With McFadden’s experience as a manager of operations for the Toronto Marlies, McFadden has evolved the Fanshawe Falcons program since he took over the job eight years ago. In his first year, he preformed an analysis of Fanshawe’s varsity teams and called it as a whole, mentally weak. He made a lot of changes in that first summer, which has led the Falcons to many provincial championships and national championships as well. The Falcons minimum standard is now to get a playoff berth in every sport.

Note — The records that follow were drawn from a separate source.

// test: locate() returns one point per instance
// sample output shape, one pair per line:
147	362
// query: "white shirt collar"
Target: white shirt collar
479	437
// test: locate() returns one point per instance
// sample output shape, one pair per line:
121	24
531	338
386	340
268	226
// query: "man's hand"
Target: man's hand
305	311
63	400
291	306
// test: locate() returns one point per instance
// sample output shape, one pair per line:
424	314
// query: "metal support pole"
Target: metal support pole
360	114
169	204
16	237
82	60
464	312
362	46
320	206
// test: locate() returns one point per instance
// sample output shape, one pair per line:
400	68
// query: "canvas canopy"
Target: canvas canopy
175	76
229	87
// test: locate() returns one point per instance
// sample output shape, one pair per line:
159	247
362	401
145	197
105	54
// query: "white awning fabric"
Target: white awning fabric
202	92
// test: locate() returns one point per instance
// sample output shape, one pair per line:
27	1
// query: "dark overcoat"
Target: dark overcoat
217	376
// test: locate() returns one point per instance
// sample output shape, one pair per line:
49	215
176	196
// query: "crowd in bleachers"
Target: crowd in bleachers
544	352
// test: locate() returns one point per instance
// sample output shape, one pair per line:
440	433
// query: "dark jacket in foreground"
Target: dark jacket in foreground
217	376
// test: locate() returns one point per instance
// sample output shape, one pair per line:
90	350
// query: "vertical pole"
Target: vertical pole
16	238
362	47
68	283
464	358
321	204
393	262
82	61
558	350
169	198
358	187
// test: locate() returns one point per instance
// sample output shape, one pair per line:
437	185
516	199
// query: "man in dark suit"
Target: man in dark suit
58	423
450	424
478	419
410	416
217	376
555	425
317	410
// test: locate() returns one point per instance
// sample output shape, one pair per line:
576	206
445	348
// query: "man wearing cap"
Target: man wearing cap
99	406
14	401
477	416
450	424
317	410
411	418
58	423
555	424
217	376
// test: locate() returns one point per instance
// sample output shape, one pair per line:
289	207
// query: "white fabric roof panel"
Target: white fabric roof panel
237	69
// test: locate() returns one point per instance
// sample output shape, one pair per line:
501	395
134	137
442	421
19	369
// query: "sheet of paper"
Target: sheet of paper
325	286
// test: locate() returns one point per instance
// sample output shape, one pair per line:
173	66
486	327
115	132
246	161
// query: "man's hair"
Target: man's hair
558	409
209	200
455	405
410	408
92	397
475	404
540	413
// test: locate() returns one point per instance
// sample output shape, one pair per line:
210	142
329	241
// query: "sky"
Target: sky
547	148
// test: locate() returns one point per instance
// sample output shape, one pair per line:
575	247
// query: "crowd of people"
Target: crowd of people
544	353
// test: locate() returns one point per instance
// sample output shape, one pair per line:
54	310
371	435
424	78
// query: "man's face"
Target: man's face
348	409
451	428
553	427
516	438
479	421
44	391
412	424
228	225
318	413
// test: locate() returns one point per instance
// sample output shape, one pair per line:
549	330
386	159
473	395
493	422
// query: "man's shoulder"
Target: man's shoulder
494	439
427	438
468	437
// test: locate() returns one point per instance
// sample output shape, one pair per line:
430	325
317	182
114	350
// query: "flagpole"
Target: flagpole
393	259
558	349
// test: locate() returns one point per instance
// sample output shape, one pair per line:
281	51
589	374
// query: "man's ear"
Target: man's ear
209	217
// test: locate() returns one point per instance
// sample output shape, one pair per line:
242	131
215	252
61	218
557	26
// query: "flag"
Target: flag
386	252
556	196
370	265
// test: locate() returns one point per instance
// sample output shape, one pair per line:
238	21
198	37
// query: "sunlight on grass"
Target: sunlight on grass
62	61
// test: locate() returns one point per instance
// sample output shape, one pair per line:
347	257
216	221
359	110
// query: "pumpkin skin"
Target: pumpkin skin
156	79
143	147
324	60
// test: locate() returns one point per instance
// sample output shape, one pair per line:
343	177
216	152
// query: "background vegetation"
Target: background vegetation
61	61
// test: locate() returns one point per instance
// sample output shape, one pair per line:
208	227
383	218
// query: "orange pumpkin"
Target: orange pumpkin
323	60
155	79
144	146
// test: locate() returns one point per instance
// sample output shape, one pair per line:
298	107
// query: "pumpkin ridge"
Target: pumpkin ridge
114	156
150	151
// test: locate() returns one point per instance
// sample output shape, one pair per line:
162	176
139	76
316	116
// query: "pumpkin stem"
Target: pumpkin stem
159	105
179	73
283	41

But one key reason why McFadden thinks the Falcons are now known for there mental toughness all across the country is because Fanshawe was the first college in Canada to have a sports psychologist as part of the program.

“Our mental toughness is one of the things our teams are known for across the country,” McFadden said. “We were the first college in Canada to have a sports psychologist, and Charles [Fitzsimmons] is a great mental skills coach and does an amazing job with the student-athletes.”

So, whenever you see your favourite professional athlete who might be your idol, or if your best friend who is on the Falcon soccer team, just remember that they are probably going through a lot, and that athletes are also human too.